Never knowingly undersolved.

Independent 6666 by Math

Posted by nmsindy on February 27th, 2008


A very, satisfying, toughish, puzzle with the puzzle number used thematically. Solving time, 29 mins.

* = anagram < = reversed


4 KEBA BS (bake)* bs = US abbrev for ‘bullshit’

9 FOOTER (to fro e = energy)* Linked with 16 down

11 DEEP-SIXES (Despise ex)* A US expression, new to this blogger, that I worked out from the anagram fodder, when I’d some crossing letters and had twigged the sixes theme.

12/15 CLICK (get on) ETY-CLICK (cycle kit)*

16/1A HALF A DOZEN i.e. another thematic six. H = Henry (abbrev from physics) (Fonda zeal)* Also refers to the film ‘Twelve Angry Men” in which HF starred.

17 AG (RE) EING RE = outskirts of Rochdale (first and last letters)

20 TEST PILOTS The river Test and pilots who guide some boats.


25/19 A (LL) T HE R AGE LL = a couple of lines in ‘at her age’ This, with 11, gives ALL THE SIXES in the bottom row.


1 DECIMAL Of ten

2 ZO NA L (l an Oz)<

3 corNER VYing i.e. in “central position”

4 KNOB B(Lad’s head)Y Bonk<, meaning, among other things, to hit

5 BUFFET CAR “Train catering staff here?” Worried that I may have missed something, as this, without the ‘?’ would read like a clue in a ‘quick’ definition crossword.

The final five letters are (cater)*

6 B ROADSIDE B = a follower (in the alphabet). Hmm!

7 BEDECK First letters.

13 COL (pass) LEG (member) IA L (L A1)<

14 ENAC T (MEN) T cane< TT = Tourist Trophy (Isle of Man) and, yes, it is a series of races, not just one.

16 HEADER Means a headlong fall and refers back to 9 ac (FOOTER). This refers to typing – items that go on top or bottom of a (or each) page. Wondered if it was connected with the theme with ALL THE SIXES on the bottom and DOZEN KEBABS at the top; A quick Google for the latter yielded nothing, so perhaps not.

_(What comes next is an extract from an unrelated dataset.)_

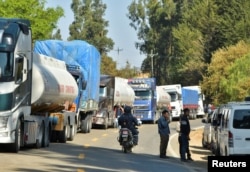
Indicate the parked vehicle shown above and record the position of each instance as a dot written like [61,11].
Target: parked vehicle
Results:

17 AB (an abdominal muscle) SOLVE (as we do)

18 (car) NATIONS

21 PAC K’S cap<

6 Responses to “Independent 6666 by Math”

  1. neildubya says:

    You probably know this but if not 12/15a is thematic too – CLICKETY-CLICK is “66” in bingo calls.

  2. Jon says:

    Yes, a lot harder than the usual Wednesday Dac. Having solved off the online version, all the sixes in the grid went right over my head, I’m afraid. I also had a moment of panic when I thought that the ‘me back’ in 10ac might refer to the setter’s name…

  3. nmsindy says:

    CLICKETY-CLICK I may have heard that a long time back, but had forgotten. However, if it had been LEGS ELEVEN …

  4. Ali says:

    A great puzzle. Some very nice clues, particularly KEBABS! Nice working of the theme too.


  5. Kieron says:

    Thought 16A was great. Nice wor

    With 5A, I too was confused about its supposed crypticality (crypticism?) – but I think the setter simply thought the surface reading would be more misleading than it was (i.e. that it would read as “Do they train catering staff here?”) The layout in the paper, with just the opening “Train catering staff” on their own at the bottom of one column didn’t help Math, I think…

  6. nmsindy says:

    BUFFET CAR Yes, I think that explains it, Kieron – we were meant to read it as a question (Do they) Train catering staff here?